Aug 04, 2010 13:28
Miwon wrote:
i had a sad thought the last few days that i don't feel very emotionally attached to my parents. i rarely see them (about 3x a year max). i talk to them once a week but only b/c i feel obligated to call. when they are gone on trips, i don't miss them. i don't feel that excited about the thought of them visiting me or me visiting them. i definitely have an emotional connection to them but it often feels the connection is more based on obligation, guilt and negative emotions. i really hope my kids don't feel that way towards me when i have kids one day. it doesn't feel good to feel to feel this way, i often feel like a "bad" daughter b/c i feel very grateful for the ways in which they have helped me and provided for me. but the "emotional" connection just doesn't feel strong. i wonder if others feel this way towards their parents? is it b/c we grew up the "asian" way? without a lot of affection?
Dear Miwon,
As satan, it’s probably no surprise that my relationship with my parents was rocky for a looooong time. But I’m happy to say that we were able to work on it, and while we still have miscommunication, hurt feelings, guilt trips and negative emotions, generally speaking, I feel like we’re on the same page, understanding where we’re at and where we’re going-which is to say that we recognize that we’re in the midst of growth and on a road towards self-discovery, driven by what we have learned and what we can learn from each other.
At times, Satan’s mother can’t help reciting a classic litany of guilt. When she tells me to do something, and after I decide not to do it, she sometimes says, “Fine, do whatever you want. You don’t listen to me ever anyway.” I have to pause our exchange for a second, gather my thoughts and remind her, “Hey, I really do care what you say, and I love it when you give me your advice, but I’m not always going to do it. Listening to you and doing what you want me to do are different things, and it’s not fair for you to act like I’m not a loving child simply because I don’t do everything you say.” In part, perhaps parents never lose that feeling of resentment that you are not a minion to be manipulated by their will (as are so many other souls are in my realm).
The truly wonderful thing about my parents is that in most cases, they need only a little bit of effort to remind them how much love we share. I didn’t think it could be so easy. Sometimes, a simple unexpected call or visit can brighten up their week or make them smile. And sometimes, a step further, when I solicit their advice, or follow it for small things, helps them feel like they’re a positive contributing force in my life.
I think my parents struggled, for a long time, regarding how they should feel about decisions I made for myself. There were times when they felt I was making the wrong decision, like orbiting the universe. They thought I should just enjoy the stability of hell, the regular grind of torturing souls. Their concern for my well-being manifested into a display of disappointment, accompanied by the constant question of “Why?” I felt a strong urge to quiet them, to find something to say that would stop them from their prying.

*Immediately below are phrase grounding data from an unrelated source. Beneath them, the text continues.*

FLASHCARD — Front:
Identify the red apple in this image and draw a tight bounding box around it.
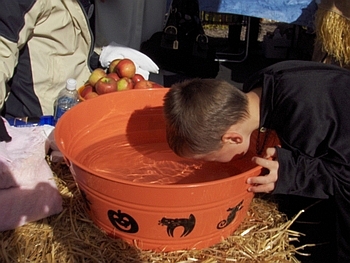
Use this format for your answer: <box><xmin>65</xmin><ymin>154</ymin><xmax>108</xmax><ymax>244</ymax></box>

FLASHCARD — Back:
<box><xmin>133</xmin><ymin>79</ymin><xmax>153</xmax><ymax>89</ymax></box>
<box><xmin>84</xmin><ymin>91</ymin><xmax>99</xmax><ymax>100</ymax></box>
<box><xmin>115</xmin><ymin>58</ymin><xmax>136</xmax><ymax>78</ymax></box>
<box><xmin>116</xmin><ymin>77</ymin><xmax>134</xmax><ymax>91</ymax></box>
<box><xmin>108</xmin><ymin>59</ymin><xmax>122</xmax><ymax>73</ymax></box>
<box><xmin>95</xmin><ymin>77</ymin><xmax>118</xmax><ymax>94</ymax></box>
<box><xmin>107</xmin><ymin>72</ymin><xmax>120</xmax><ymax>82</ymax></box>
<box><xmin>88</xmin><ymin>68</ymin><xmax>107</xmax><ymax>87</ymax></box>
<box><xmin>131</xmin><ymin>73</ymin><xmax>145</xmax><ymax>84</ymax></box>
<box><xmin>80</xmin><ymin>84</ymin><xmax>94</xmax><ymax>98</ymax></box>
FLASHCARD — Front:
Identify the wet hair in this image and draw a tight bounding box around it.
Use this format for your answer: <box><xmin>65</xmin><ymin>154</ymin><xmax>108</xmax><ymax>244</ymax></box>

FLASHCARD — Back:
<box><xmin>163</xmin><ymin>78</ymin><xmax>249</xmax><ymax>157</ymax></box>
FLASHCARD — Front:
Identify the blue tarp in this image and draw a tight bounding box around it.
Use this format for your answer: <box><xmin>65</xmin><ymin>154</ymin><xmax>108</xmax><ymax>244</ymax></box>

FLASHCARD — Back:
<box><xmin>167</xmin><ymin>0</ymin><xmax>317</xmax><ymax>27</ymax></box>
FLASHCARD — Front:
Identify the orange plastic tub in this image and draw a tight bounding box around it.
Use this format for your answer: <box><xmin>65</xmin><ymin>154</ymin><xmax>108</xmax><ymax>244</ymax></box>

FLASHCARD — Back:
<box><xmin>54</xmin><ymin>88</ymin><xmax>276</xmax><ymax>252</ymax></box>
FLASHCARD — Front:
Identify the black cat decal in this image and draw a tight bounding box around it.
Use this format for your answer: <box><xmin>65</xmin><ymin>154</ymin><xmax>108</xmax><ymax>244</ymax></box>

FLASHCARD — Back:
<box><xmin>217</xmin><ymin>200</ymin><xmax>244</xmax><ymax>229</ymax></box>
<box><xmin>159</xmin><ymin>214</ymin><xmax>196</xmax><ymax>237</ymax></box>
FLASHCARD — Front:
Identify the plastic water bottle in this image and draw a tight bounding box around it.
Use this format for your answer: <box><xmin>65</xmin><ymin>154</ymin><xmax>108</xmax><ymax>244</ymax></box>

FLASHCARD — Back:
<box><xmin>54</xmin><ymin>78</ymin><xmax>78</xmax><ymax>124</ymax></box>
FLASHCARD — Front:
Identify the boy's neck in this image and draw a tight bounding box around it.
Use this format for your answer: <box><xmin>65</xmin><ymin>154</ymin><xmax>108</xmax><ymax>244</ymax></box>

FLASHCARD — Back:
<box><xmin>246</xmin><ymin>87</ymin><xmax>262</xmax><ymax>131</ymax></box>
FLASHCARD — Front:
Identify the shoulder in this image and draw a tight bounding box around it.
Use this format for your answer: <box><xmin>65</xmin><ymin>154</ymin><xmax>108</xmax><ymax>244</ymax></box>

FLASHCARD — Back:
<box><xmin>242</xmin><ymin>60</ymin><xmax>350</xmax><ymax>92</ymax></box>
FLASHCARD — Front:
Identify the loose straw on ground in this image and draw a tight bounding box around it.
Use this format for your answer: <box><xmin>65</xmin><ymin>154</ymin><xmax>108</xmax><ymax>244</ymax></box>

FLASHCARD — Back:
<box><xmin>0</xmin><ymin>162</ymin><xmax>314</xmax><ymax>263</ymax></box>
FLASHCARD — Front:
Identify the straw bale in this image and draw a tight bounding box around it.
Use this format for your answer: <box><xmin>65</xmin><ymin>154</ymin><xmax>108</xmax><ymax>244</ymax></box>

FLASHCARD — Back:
<box><xmin>315</xmin><ymin>8</ymin><xmax>350</xmax><ymax>66</ymax></box>
<box><xmin>0</xmin><ymin>161</ymin><xmax>313</xmax><ymax>263</ymax></box>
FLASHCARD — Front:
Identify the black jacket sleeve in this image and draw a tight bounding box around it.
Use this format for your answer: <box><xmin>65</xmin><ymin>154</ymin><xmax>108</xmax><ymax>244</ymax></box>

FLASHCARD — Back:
<box><xmin>273</xmin><ymin>147</ymin><xmax>338</xmax><ymax>199</ymax></box>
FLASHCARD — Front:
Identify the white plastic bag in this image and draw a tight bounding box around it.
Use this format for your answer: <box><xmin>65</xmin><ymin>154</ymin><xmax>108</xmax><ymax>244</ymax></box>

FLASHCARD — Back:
<box><xmin>99</xmin><ymin>41</ymin><xmax>159</xmax><ymax>80</ymax></box>
<box><xmin>0</xmin><ymin>118</ymin><xmax>62</xmax><ymax>231</ymax></box>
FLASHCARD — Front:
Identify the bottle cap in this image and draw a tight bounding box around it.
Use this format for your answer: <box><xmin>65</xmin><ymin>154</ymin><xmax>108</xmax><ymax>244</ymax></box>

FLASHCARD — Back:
<box><xmin>66</xmin><ymin>78</ymin><xmax>77</xmax><ymax>91</ymax></box>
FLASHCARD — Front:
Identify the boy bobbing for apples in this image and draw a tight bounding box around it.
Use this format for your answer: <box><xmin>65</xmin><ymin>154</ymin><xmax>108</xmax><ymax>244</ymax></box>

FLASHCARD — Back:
<box><xmin>163</xmin><ymin>60</ymin><xmax>350</xmax><ymax>263</ymax></box>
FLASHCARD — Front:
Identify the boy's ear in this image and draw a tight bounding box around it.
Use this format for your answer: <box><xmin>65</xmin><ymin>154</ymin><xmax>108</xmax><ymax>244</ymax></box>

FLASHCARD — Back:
<box><xmin>222</xmin><ymin>132</ymin><xmax>243</xmax><ymax>144</ymax></box>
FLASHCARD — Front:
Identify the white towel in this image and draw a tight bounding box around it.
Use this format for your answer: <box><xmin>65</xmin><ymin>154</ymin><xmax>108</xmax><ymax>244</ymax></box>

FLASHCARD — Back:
<box><xmin>99</xmin><ymin>41</ymin><xmax>159</xmax><ymax>80</ymax></box>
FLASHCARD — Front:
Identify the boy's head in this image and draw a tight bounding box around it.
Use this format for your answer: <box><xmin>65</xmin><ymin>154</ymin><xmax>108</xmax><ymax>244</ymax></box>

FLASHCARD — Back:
<box><xmin>163</xmin><ymin>78</ymin><xmax>249</xmax><ymax>160</ymax></box>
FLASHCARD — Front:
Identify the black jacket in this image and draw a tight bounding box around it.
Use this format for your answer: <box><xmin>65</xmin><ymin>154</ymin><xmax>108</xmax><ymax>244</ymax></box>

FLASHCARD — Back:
<box><xmin>243</xmin><ymin>60</ymin><xmax>350</xmax><ymax>199</ymax></box>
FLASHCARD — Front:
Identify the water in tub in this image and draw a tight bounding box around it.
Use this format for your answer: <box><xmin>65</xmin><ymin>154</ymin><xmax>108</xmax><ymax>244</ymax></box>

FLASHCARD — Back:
<box><xmin>76</xmin><ymin>132</ymin><xmax>258</xmax><ymax>185</ymax></box>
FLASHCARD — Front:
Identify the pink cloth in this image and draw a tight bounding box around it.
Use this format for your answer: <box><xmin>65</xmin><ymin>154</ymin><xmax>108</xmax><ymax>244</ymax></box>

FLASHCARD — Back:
<box><xmin>0</xmin><ymin>118</ymin><xmax>62</xmax><ymax>231</ymax></box>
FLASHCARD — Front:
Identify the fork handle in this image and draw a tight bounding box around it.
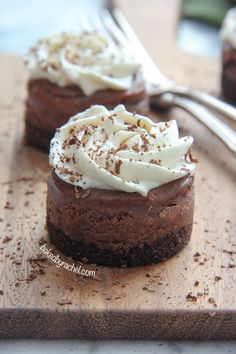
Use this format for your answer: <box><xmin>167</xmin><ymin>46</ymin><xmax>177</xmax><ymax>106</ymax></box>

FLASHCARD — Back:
<box><xmin>155</xmin><ymin>85</ymin><xmax>236</xmax><ymax>122</ymax></box>
<box><xmin>156</xmin><ymin>93</ymin><xmax>236</xmax><ymax>156</ymax></box>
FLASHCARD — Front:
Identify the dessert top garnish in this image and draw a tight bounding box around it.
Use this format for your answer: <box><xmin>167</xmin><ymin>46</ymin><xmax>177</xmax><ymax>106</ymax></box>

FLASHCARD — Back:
<box><xmin>220</xmin><ymin>7</ymin><xmax>236</xmax><ymax>48</ymax></box>
<box><xmin>50</xmin><ymin>105</ymin><xmax>196</xmax><ymax>196</ymax></box>
<box><xmin>25</xmin><ymin>32</ymin><xmax>141</xmax><ymax>95</ymax></box>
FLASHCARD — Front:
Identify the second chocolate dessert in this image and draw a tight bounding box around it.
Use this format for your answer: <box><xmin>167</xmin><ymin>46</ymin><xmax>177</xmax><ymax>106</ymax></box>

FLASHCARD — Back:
<box><xmin>220</xmin><ymin>7</ymin><xmax>236</xmax><ymax>105</ymax></box>
<box><xmin>25</xmin><ymin>32</ymin><xmax>149</xmax><ymax>151</ymax></box>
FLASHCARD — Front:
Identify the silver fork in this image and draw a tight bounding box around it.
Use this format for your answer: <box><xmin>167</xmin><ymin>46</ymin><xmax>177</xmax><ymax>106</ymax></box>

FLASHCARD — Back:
<box><xmin>78</xmin><ymin>7</ymin><xmax>236</xmax><ymax>156</ymax></box>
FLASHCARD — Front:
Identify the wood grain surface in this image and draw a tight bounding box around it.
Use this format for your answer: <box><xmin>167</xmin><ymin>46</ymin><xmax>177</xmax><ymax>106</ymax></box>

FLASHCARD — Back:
<box><xmin>0</xmin><ymin>0</ymin><xmax>236</xmax><ymax>339</ymax></box>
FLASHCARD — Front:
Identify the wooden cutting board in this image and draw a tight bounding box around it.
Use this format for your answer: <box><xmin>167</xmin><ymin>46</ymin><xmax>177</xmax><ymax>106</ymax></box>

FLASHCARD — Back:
<box><xmin>0</xmin><ymin>0</ymin><xmax>236</xmax><ymax>339</ymax></box>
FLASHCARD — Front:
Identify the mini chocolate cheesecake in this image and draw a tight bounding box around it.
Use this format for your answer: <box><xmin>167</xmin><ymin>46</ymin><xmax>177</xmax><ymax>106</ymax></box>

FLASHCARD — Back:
<box><xmin>25</xmin><ymin>32</ymin><xmax>149</xmax><ymax>152</ymax></box>
<box><xmin>220</xmin><ymin>8</ymin><xmax>236</xmax><ymax>105</ymax></box>
<box><xmin>221</xmin><ymin>45</ymin><xmax>236</xmax><ymax>105</ymax></box>
<box><xmin>25</xmin><ymin>74</ymin><xmax>148</xmax><ymax>152</ymax></box>
<box><xmin>47</xmin><ymin>105</ymin><xmax>196</xmax><ymax>267</ymax></box>
<box><xmin>47</xmin><ymin>171</ymin><xmax>194</xmax><ymax>267</ymax></box>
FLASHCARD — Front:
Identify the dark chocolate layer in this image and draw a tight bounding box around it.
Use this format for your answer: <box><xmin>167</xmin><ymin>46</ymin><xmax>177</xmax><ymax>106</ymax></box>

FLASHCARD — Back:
<box><xmin>25</xmin><ymin>73</ymin><xmax>149</xmax><ymax>152</ymax></box>
<box><xmin>221</xmin><ymin>46</ymin><xmax>236</xmax><ymax>105</ymax></box>
<box><xmin>46</xmin><ymin>170</ymin><xmax>194</xmax><ymax>267</ymax></box>
<box><xmin>47</xmin><ymin>219</ymin><xmax>192</xmax><ymax>267</ymax></box>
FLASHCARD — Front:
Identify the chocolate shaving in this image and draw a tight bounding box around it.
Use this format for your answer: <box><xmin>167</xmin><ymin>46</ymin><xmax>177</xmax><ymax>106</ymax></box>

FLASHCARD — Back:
<box><xmin>149</xmin><ymin>159</ymin><xmax>161</xmax><ymax>165</ymax></box>
<box><xmin>117</xmin><ymin>143</ymin><xmax>128</xmax><ymax>152</ymax></box>
<box><xmin>4</xmin><ymin>202</ymin><xmax>14</xmax><ymax>210</ymax></box>
<box><xmin>140</xmin><ymin>134</ymin><xmax>149</xmax><ymax>152</ymax></box>
<box><xmin>132</xmin><ymin>143</ymin><xmax>139</xmax><ymax>152</ymax></box>
<box><xmin>223</xmin><ymin>249</ymin><xmax>236</xmax><ymax>255</ymax></box>
<box><xmin>185</xmin><ymin>148</ymin><xmax>198</xmax><ymax>163</ymax></box>
<box><xmin>186</xmin><ymin>292</ymin><xmax>197</xmax><ymax>302</ymax></box>
<box><xmin>128</xmin><ymin>124</ymin><xmax>137</xmax><ymax>131</ymax></box>
<box><xmin>57</xmin><ymin>301</ymin><xmax>72</xmax><ymax>306</ymax></box>
<box><xmin>3</xmin><ymin>236</ymin><xmax>12</xmax><ymax>243</ymax></box>
<box><xmin>208</xmin><ymin>297</ymin><xmax>216</xmax><ymax>304</ymax></box>
<box><xmin>115</xmin><ymin>160</ymin><xmax>123</xmax><ymax>175</ymax></box>
<box><xmin>68</xmin><ymin>135</ymin><xmax>79</xmax><ymax>145</ymax></box>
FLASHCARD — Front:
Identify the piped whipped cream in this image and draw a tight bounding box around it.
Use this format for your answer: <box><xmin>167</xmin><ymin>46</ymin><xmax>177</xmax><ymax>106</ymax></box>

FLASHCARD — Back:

But I resisted. And later, I saw that their “Why?” was more than an expression of doubt, but deeply wrapped inside, there was a kernel of wonderment-true interest regarding how it was that I became this other thing, different from what they originally imagined or set out to create. That line that we had mutually consdered as a borderline, dividing us, was actually a connecting bridge to be discovered and explored, to share our new ongoing experiences and compare notes and grow emboldened and inquisitve in the world with our various trajectories, rather than the small narrow one they’d already traveled.
And that was how Satan and those who bore Satan learned to love each other anew.